Another key factor in their survival, according to Dr. Immerman, is where the trapped individuals are located in the leveled World Trade buildings. As I understand, when buildings like this collapse, sometimes little pockets are formed," he said. "And that was the case with the policeman and the fire people who were saved."

Stanley Klein knows. Dr. Klein is a trauma surgeon at the University of California Medical Center Los Angeles who traveled to Japan in January 1995 to assist in rescue and treatment of victims of the massive Kobe earthquake. "Mainly, you are looking for where debris falls and falls in such a way that people are knocked down or trapped, for instance, at the site of a desk," said Dr. Klein. "And there is a big timber or field piece where it is supported on the desk, and they are in what is called a pocket where their surrounded by debris, but basically there is air to breathe and they happen to be in a situation they can communicate to the outdoors."

Dr.

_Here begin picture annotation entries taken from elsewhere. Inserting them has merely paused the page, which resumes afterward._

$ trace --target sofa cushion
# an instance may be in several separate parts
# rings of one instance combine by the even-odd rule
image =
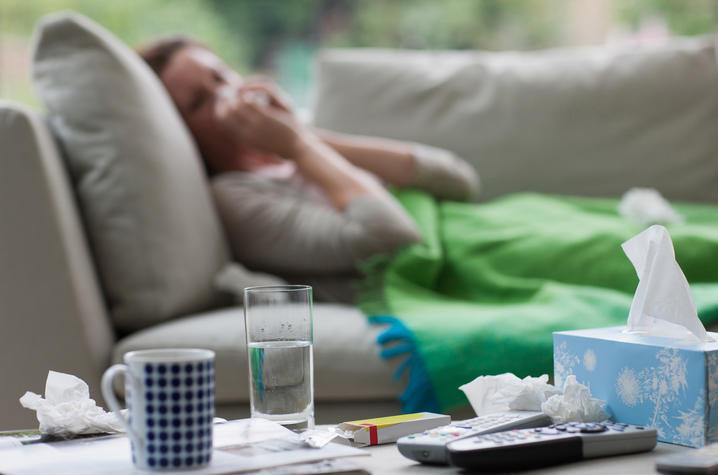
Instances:
[[[540,52],[328,50],[314,122],[469,159],[518,191],[718,202],[714,38]]]
[[[198,152],[160,81],[72,13],[40,22],[33,61],[116,326],[213,306],[228,250]]]
[[[314,394],[316,400],[396,399],[406,380],[393,381],[398,361],[379,357],[383,327],[369,325],[354,307],[314,305]],[[216,353],[218,403],[249,401],[244,318],[231,308],[162,323],[121,340],[114,361],[132,350],[209,348]]]

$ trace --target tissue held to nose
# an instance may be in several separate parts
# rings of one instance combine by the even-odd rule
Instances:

Klein says the rubble, which can weigh hundreds of kilos, must then be carefully removed so as not to cause a cave-in.

Building engineers say employees of the World Trade Center who were trapped in the lower floors are the most likely to survive. University of Cincinnati (Ohio) Civil Engineering Professor Richard Miller, says the high temperatures of fires fed by jet fuel melted the Trade Center's steel support beams, causing each of the towers' floors to collapse onto the one beneath it. "Since you have floor, collapsing on floor, collapsing on floor, anything in between tends to get crushed. And so the people who were actually up in the tower as the floors are falling down there is probably not a high likelihood of survivorship in that area.," says Mr. Miller. "Now, down underneath, when some of the debris has had a chance to fall away maybe in the basement area which is a lot stronger, down in there, there could still be some people."

But the longer time goes on, the less likely it is survivors will be found.